I am not exactly disillusioned with Janet Malcolm, but I’m not not disillusioned with her. Her writing remains as beautifully clear and elegant as I ever thought it was. She is still the person I turn to when David Foster Wallace has worn me down with his ceaseless locutions. Lo:
Human nature is such that when we are suddenly taken up by someone whom we consider superior and admirable, we accept his attentions calmly, whereas when we are dropped we cannot rest until we feel we have got to the bottom of the person’s profound irrationality. Nor can we easily accept the verdict sent down to us through the mortifying silence of someone who has found us wanting and has packed up and moved on. We protest it, each in our way — our futile ways, since the more effective is our protest the more surely do we drive away the person whose love we have lost not because of anything we did, but because of who we are.
Good, right?
On the down side, I am finding that Malcolm’s acknowledgement of the ethical problems posed by journalism does not inoculate her against those problems.
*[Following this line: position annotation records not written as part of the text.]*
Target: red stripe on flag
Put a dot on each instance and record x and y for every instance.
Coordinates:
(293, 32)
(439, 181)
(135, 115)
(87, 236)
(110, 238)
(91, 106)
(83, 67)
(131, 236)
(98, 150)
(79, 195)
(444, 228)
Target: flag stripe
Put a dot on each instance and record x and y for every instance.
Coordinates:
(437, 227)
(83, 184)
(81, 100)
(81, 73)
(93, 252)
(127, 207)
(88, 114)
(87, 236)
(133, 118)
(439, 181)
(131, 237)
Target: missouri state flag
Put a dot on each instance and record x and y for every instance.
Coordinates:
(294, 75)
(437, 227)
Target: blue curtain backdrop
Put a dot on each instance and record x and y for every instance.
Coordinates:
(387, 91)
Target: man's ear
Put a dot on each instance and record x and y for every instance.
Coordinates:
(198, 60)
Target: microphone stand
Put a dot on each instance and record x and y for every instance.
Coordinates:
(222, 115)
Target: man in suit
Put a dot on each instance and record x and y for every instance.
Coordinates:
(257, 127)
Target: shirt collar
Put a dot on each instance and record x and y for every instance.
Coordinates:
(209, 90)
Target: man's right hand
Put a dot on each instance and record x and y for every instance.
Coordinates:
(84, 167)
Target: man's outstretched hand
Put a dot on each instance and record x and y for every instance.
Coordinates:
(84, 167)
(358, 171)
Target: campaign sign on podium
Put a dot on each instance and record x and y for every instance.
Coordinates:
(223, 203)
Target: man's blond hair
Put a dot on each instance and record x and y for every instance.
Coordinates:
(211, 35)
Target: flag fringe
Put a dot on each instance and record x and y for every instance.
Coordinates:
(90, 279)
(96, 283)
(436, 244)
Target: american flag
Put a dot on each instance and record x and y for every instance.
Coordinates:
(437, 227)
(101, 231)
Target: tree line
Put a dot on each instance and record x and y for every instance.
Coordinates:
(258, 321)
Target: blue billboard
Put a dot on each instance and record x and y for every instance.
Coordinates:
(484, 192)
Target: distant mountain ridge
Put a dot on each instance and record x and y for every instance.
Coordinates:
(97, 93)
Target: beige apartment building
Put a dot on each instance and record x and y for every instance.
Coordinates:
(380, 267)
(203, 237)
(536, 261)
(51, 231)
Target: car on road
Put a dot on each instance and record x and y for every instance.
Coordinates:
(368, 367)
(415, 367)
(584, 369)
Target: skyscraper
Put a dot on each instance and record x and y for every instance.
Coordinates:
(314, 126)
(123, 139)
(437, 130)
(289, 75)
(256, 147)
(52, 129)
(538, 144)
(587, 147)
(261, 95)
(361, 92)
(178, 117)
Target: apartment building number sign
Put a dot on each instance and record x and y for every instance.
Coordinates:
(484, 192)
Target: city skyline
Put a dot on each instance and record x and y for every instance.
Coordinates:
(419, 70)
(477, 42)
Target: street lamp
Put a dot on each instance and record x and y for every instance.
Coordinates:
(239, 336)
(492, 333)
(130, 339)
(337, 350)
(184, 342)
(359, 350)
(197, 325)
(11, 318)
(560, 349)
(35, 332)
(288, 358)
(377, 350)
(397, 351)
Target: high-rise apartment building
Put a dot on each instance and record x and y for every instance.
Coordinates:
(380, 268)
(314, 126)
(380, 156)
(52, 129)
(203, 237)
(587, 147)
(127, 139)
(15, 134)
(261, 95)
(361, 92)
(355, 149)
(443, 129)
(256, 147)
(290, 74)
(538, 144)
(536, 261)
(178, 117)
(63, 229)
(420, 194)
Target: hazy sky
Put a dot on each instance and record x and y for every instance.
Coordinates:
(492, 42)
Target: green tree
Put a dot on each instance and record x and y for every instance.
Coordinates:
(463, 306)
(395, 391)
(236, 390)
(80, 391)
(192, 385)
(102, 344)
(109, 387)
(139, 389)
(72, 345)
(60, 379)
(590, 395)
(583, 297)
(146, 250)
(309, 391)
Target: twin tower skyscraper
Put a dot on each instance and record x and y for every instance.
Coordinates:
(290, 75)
Whereas the controversies she covers in her literary biographies remain interesting and relevant — we won’t stop caring about what sort of person Sylvia Plath was, or about the inherent problems of someone like Bronwyn Hughes controlling Plath’s letters and estate — something like In the Freud Archives feels pointlessly petty and gossipy. Viz.:
[Jeffrey Masson said,] “Wendy [O’Flaherty] was even worse, in her way, though I thought, Well, at least she’s a woman. I remember once trying to touch her, and she looked at me and said, ‘Frankly, I don’t think you’re man enough to have an affair with me.’ I ran into this sort of thing everywhere I went at Harvard.
and much later in the book:
[Wendy O’Flaherty said,] “I gather from other people that [Masson’s] not nice to anybody, but he certainly has always been beastly to me. I wouldn’t sleep with Jeff, and he might have regarded that as a kind of gauntlet.”
This sort of thing feels like a waste of Janet Malcolm’s — or anyone’s — time. So much of In the Freud Archives — and this was true of The Crime of Sheila McGough and The Journalist and the Murderer as well — is spent in quoting long, complicatedly self-justifying speeches from people who feel they have been dreadfully wronged. Malcolm cycles through various interviewees and their feelings of having been wronged — Jeffrey Masson, denied curatorship of the Freud Archives following an ill-advised Times article; Kurt Eissler, who comes off rather sweet actually in his Freud apologetics; Peter Swales, also taken under Eissler’s wing and later abandoned when he proved to be insufficiently fond of Freud.
And, just, why bother? Most of the people you meet in the world could probably be drawn on to talk about Wrongs Done to Me by People I Did Not Realize Were Terrible Until Much Too Late, but that gets wearisome pretty quickly — as do, to my infinite regret, a number of Janet Malcolm’s books, including In the Freud Archives. (But not The Silent Woman, which I still really love, and maybe it’s just because I’m more interested in troublesome literary executors than I am in scholars who went around scandalizing Freud’s name in the 1980s when Freud was still (sorry Freud!) relevant to mental health practice.) Wearisome and not worthwhile.
Cover report: I like the faux-wrinkly business the British cover has going on, but I think the American cover is more visually interesting. I am also fond of collage where pieces of the collage have writing on them. So that is my bias. I will accept counterarguments.